John Schlarman

Profile
- Positions: Center, left guard

Personal information
- Born: May 1, 1975 Fort Thomas, Kentucky, U.S.
- Died: November 12, 2020 (aged 45) Lexington, Kentucky, U.S.

Career information
- High school: Fort Thomas (KY) Highlands
- College: Kentucky

Career history
- Kentucky (2000–2002) Offensive line coach; Troy (2007–2012) Assistant; Kentucky (2012–2020) Offensive line coach;

Awards and highlights
- As a coach 2020 Herald-Leader Kentucky Sports Figure of the Year; As a player First-team All-SEC (1997); SEC All-Freshman Team (1994);

= John Schlarman =

American football coach (1975–2020)

John Schlarman (May 1, 1975 – November 12, 2020) was an American football offensive line coach from 2013 to 2020 for the Kentucky Wildcats football team, as well as from 2000 to 2002. He also coached the offensive line for the Troy Trojans football team from 2007 to 2012.
In early August 2018, Schlarman was diagnosed with stage 4 cholangiocarcinoma, a rare form of cancer in the bile ducts. Schlarman died in 2020, after succumbing to his condition at the age of 45.

==Early life==

Schlarman attended Highlands High School in his hometown of Fort Thomas, Kentucky. At Highlands, Schlarman played varsity football in all four high school years. He played offensive and defensive line for Highlands, for which he was named with All-State and 1st-team honors in his junior and senior years. In Schlarman's senior year, he captained Highlands to a 14–1 record and the 1992 Kentucky AAA championship game, for which he was named the team's MVP.
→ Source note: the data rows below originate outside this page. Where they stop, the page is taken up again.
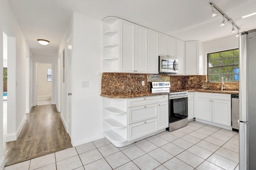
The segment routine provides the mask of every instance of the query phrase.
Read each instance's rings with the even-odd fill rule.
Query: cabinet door
[[[212,122],[231,126],[231,104],[230,101],[213,100]]]
[[[135,72],[146,73],[148,29],[135,25]]]
[[[158,55],[168,56],[168,35],[159,33]]]
[[[176,58],[178,60],[178,74],[185,74],[185,41],[176,40]]]
[[[196,118],[212,121],[212,100],[203,98],[196,99]]]
[[[168,55],[176,59],[176,39],[168,36]]]
[[[192,98],[188,98],[188,119],[192,119],[194,116],[194,99]]]
[[[197,75],[198,41],[186,41],[185,45],[185,74]]]
[[[121,20],[121,72],[134,72],[134,27],[135,24]]]
[[[168,102],[159,103],[158,106],[158,130],[168,127],[169,106]]]
[[[158,73],[158,32],[148,29],[148,72]]]

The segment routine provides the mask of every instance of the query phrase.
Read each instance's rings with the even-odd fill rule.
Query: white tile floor
[[[51,100],[44,100],[42,101],[38,101],[36,104],[36,105],[46,105],[47,104],[51,104]]]
[[[238,170],[239,135],[195,121],[122,147],[103,138],[8,170]]]

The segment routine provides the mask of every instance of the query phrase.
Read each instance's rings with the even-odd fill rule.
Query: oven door
[[[159,56],[160,73],[178,73],[178,60],[172,59],[168,57]]]
[[[174,122],[188,117],[188,94],[170,95],[169,121]]]

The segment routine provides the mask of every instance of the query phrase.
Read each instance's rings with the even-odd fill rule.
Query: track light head
[[[226,25],[226,23],[225,23],[225,16],[223,15],[223,20],[222,21],[222,23],[220,25],[220,26],[221,27],[222,27],[223,26]]]
[[[213,10],[213,5],[212,5],[212,18],[214,17],[217,15],[217,14]]]

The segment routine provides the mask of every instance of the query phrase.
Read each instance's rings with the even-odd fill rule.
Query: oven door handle
[[[179,99],[180,98],[187,98],[188,96],[188,94],[173,94],[169,96],[169,99]]]

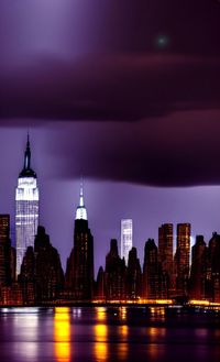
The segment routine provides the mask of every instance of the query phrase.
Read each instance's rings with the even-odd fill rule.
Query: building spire
[[[84,180],[80,180],[79,206],[76,209],[76,220],[87,220],[87,210],[84,204]]]
[[[22,172],[20,173],[20,177],[36,177],[36,174],[31,168],[31,146],[30,146],[30,134],[28,131],[26,135],[26,149],[24,152],[24,166]]]
[[[28,171],[30,168],[31,168],[31,147],[30,147],[29,131],[28,131],[26,150],[24,153],[24,169]]]

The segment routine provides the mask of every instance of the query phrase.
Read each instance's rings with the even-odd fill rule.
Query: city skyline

In addition to football, Schlarman participated in the school's varsity track and field program for two years. As a senior, Schlarman captained the track and field team and was 2A State runner-up in shot put. He was named the most valuable player on the team, giving him a spot on the Northern Kentucky All-Star team for track and field. After graduating from Highlands in 1993, Schlarman committed to play college football for Kentucky.